Quatrième raison : le Brexit va mal se passer. Le temps de la diplomatie plus ou moins feutrée va laisser place à une montée des tensions entre RU et EU, l’Union refusant la proposition du schéma Canada, en disant qu’elle n’est pas assez précise, ce qui rendra de plus en plus difficile un accord rapide. Le RU va menacer et tenter de diviser, l’atmosphère s’envenimer.
Cinquième raison : les marchés parient sur Trump aux élections et ne savent pas pour la zone euro. Qui en Allemagne, en Italie, en Espagne et en France dans un, deux ans ou plus ? En revanche, aux États-Unis, il semble bien que Joe Biden est out (trop mou ou bien est-ce l’effet retardé des interrogations sur le rôle bien payé de son fils en Ukraine, révélé par l’affaire de l’empeachment) ? Mike Bloomberg pourra-t-il se faire une place modérée, en lieu et place de Pete Buttigieg (cemodéré trop intelligent mais surtout jugé trop tendre), alors qu’il est trop riche : 55 milliards de dollars dit-on ? Car Bernie Sanders ne cesse de monter avec le soutien des jeunes et une position très à gauche, proposant plus d’impôts pour les (très) riches qui financeraient son programme très social. Le risque est une fracture au sein des Démocrates, face à Donald Trump qui regarde, tweete et propose encore moins d’impôts.

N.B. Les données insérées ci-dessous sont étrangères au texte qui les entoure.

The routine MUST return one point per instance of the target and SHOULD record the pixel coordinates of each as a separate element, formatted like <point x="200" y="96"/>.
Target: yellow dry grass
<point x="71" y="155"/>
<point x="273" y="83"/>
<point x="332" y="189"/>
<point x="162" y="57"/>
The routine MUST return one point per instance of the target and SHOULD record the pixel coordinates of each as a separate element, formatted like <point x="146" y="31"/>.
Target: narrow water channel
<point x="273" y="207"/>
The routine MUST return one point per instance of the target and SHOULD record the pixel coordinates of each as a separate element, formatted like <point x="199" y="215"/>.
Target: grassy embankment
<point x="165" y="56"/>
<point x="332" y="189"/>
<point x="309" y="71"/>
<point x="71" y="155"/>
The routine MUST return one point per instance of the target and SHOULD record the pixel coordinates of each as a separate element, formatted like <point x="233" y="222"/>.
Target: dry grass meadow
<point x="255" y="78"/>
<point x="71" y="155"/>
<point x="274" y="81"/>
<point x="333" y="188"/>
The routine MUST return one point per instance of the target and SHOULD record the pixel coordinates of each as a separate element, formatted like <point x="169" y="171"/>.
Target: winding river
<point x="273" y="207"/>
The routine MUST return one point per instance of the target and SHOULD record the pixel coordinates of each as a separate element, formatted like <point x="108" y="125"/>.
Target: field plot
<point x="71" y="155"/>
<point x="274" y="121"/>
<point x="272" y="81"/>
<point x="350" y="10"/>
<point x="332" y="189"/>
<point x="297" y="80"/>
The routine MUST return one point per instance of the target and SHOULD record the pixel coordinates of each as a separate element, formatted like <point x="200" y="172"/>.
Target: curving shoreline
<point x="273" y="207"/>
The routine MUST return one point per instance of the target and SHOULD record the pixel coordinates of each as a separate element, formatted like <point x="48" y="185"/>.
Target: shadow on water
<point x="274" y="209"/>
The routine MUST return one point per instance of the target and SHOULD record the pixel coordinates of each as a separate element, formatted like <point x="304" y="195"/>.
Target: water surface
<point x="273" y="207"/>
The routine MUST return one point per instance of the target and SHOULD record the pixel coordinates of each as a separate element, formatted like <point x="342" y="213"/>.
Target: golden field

Jusqu’où donc la baisse de l’euro ? Jusqu’au moment où il aura suffisamment baissé pour que les investisseurs américains (ou en dollars) se rendent compte que le CAC 40 (par exemple) est bien moins cher que le Dow Jones, rapporte au moins 4% par ses dividendes et que les actions y sont bradées ! Et ce sera pareil avec les bonnes entreprises en zone euro, décidément moins chères. Moralité : l’euro va baisser jusqu’au moment où les marchés jugeront qu’il a trop baissé. Souhaitons que ce soit le cas.